Implementation Period & Savings
An implementation period start date can be added to a project in the 'report details section'. This date must be 12 months past the baseline start date but before the project savings start date. The period will range from the implementation start date until the project savings start date and can be any length of time (3 months, 18 months, etc.).
In the 'Report Options' section of project setting there are options relating to how the implementation period is shown on the cumulative cost savings graph of the performance pdf report. If there are guaranteed or projected savings for the implementation period, these can be entered in the projected savings in the 'savings details' section as 'Year 0' savings. Only 1 value can be entered and this is the estimated monthly savings for that period.
Demand Savings
Simple demand savings are available on performance reports. The savings are split into true calendar months like the consumption and cost values. The demand 'usage' or 'kW' savings are just the simple savings from the current performance month to the matching month in the baseline period. The demand cost savings are the demand 'usage' savings times a custom rate found in the custom rates section.
In order to have demand savings available, at least 1 custom rates must have a 'demand' rate set.
Monthly Data
Data in EnergyTracer performance reports is aggregated into real months, meaning a month in the chart is the first to the last of that month instead of the billing cycle of the bills in question. Each bill in split into pieces weighted by how many days of the bill fall into each month. For example a bill from March 10 to April 9; March 10-March 31st is assigned to March and April 1st to April 9th is assigned to April.
Cost Savings Calculations
EnergyTracer has several methods of cost savings calculations.
Firstly, simple savings is used if no regression model is created and assigned to a building and is just the difference in the current month's data minus its corresponding month's data in the baseline period.
If a regression model is saved to the building, the expected cost (adjusted baseline cost) is the selected rate times the adjusted baseline energy usage. For more information about how rates are applied visit this article.
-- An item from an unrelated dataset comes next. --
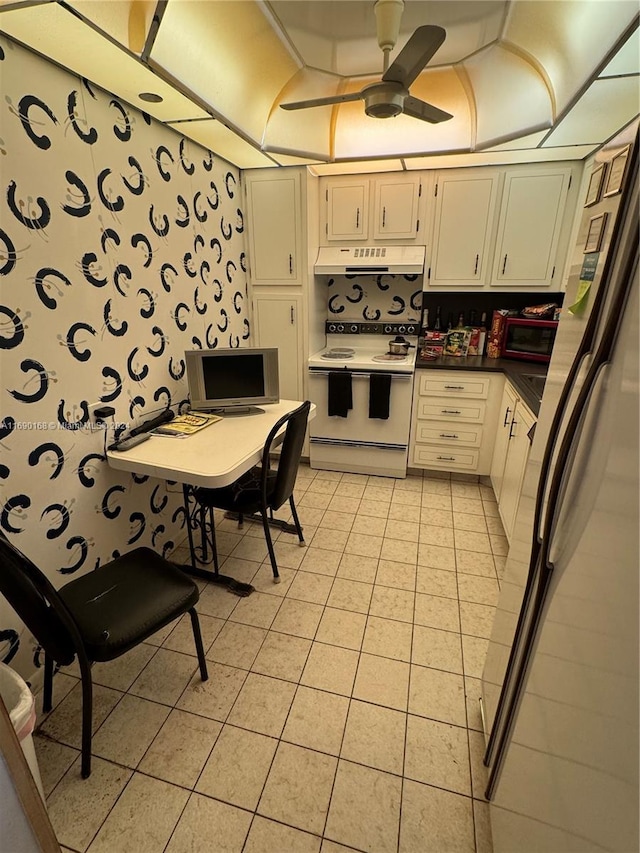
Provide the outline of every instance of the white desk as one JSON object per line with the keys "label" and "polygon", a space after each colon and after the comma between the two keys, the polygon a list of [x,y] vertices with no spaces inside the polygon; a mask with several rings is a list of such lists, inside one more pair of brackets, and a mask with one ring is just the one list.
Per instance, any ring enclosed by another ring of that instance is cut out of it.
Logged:
{"label": "white desk", "polygon": [[[131,450],[107,451],[107,461],[118,471],[220,489],[260,462],[271,428],[283,415],[301,405],[294,400],[280,400],[261,406],[264,414],[226,415],[186,438],[152,435]],[[314,416],[312,405],[309,420]]]}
The current or performance cost has two options, which is set in project setting under the setting 'Savings Option'. Option 1 is performance bill savings, which uses the actual cost in the performance period. The second option is normalized rate which uses the selected rate times the performance period energy usage.
Energy Savings Calculations
EnergyTracer has two methods of energy savings calculations: weather normalized savings and simple savings.
Simple savings is used if no regression model is created and assigned to a building and is just the difference in the current month's data minus its corresponding month's data in the baseline period.
Weather normalized savings used a regression model that is generated on the analysis page and is assigned to a project. This model uses baseline energy and weather data to create an expected energy model. This model is then used on weather conditions in the current performance month to find the expected or adjusted baseline energy value then this value is subtracted from the actual energy usage that month.